Ellipsis and newaxis

The ellipsis ... represents all dimensions not explicitly indexed:

arr = np.arange(120).reshape(2, 3, 4, 5)

# These are equivalent
result1 = arr[0, :, :, 2]
result2 = arr[0, ..., 2]

# Select first element of first and last dimensions
result = arr[0, ..., 2]  # Shape: (3, 4)

np.newaxis adds dimensions:

arr = np.arange(12).reshape(3, 4)

# Add dimension at beginning
expanded = arr[np.newaxis, :, :]  # Shape: (1, 3, 4)

# Add dimension in middle
expanded = arr[:, np.newaxis, :]  # Shape: (3, 1, 4)

# Useful for broadcasting
vec = np.array([1, 2, 3])
result = arr + vec[:, np.newaxis]  # Broadcast along columns

Advanced Selection Patterns

Selecting diagonal elements:

arr = np.arange(16).reshape(4, 4)

# Main diagonal
diag = np.diag(arr)  # [0 5 10 15]

# Custom diagonal using indices
rows = np.arange(4)
cols = np.arange(4)
diagonal = arr[rows, cols]

# Anti-diagonal
anti_diag = arr[rows, rows[::-1]]  # [3 6 9 12]

Selecting blocks:

arr = np.arange(64).reshape(8, 8)

# Select 2x2 blocks
block_rows = np.array([0, 0, 1, 1])
block_cols = np.array([0, 1, 0, 1])
blocks = arr[block_rows[:, None], block_cols]

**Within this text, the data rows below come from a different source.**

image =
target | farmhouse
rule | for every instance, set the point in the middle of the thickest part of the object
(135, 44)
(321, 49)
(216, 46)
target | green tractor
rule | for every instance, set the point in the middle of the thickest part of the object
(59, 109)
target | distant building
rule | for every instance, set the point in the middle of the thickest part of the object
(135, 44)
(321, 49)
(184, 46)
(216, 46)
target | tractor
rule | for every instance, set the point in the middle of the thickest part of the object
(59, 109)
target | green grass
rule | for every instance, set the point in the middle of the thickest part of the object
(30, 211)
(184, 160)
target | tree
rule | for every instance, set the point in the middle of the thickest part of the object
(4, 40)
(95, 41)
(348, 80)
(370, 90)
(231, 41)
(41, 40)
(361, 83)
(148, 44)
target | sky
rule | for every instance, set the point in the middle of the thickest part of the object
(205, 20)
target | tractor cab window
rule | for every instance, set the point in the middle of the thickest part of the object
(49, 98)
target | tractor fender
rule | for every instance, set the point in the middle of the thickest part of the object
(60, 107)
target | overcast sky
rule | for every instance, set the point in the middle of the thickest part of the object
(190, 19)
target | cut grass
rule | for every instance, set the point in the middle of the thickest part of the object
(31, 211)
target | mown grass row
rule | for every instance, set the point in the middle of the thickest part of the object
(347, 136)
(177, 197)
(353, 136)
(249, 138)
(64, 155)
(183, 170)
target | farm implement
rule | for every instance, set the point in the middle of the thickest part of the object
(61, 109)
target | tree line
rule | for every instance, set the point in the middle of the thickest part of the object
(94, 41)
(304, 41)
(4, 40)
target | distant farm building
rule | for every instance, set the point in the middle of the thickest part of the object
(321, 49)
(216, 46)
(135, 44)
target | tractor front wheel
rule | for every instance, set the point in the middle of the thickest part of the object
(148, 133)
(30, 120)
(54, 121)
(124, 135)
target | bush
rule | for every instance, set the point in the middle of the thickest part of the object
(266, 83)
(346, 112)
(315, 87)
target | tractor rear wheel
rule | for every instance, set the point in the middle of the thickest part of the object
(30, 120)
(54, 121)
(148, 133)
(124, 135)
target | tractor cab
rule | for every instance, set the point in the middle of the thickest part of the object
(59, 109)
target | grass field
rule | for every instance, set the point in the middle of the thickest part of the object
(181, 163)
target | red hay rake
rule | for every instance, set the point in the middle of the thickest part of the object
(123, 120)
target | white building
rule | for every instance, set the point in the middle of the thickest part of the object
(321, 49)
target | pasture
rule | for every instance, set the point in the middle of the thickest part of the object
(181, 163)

# More elegant block selection
def get_block(arr, start_row, start_col, height, width):
    return arr[start_row:start_row+height, start_col:start_col+width]

block = get_block(arr, 2, 3, 3, 3)

Performance Considerations

Basic slicing is faster than fancy indexing because it returns views:

import time

arr = np.random.randn(1000, 1000)

# Fast: view operation
start = time.time()
for _ in range(1000):
    view = arr[100:200, 200:300]
print(f"Slicing: {time.time() - start:.4f}s")

# Slower: copy operation
start = time.time()
for _ in range(1000):
    copy = arr[[i for i in range(100, 200)], :]
print(f"Fancy indexing: {time.time() - start:.4f}s")

Use boolean indexing efficiently:

# Inefficient: creates intermediate boolean array for each condition
result = arr[(arr > 0) & (arr < 10) & (arr % 2 == 0)]

# More efficient: use np.where for complex conditions
indices = np.where((arr > 0) & (arr < 10) & (arr % 2 == 0))
result = arr[indices]

# Or use np.extract
result = np.extract((arr > 0) & (arr < 10) & (arr % 2 == 0), arr)

Understanding these indexing patterns enables efficient data manipulation in scientific computing, image processing, and machine learning pipelines where selecting specific array regions is fundamental to algorithm implementation.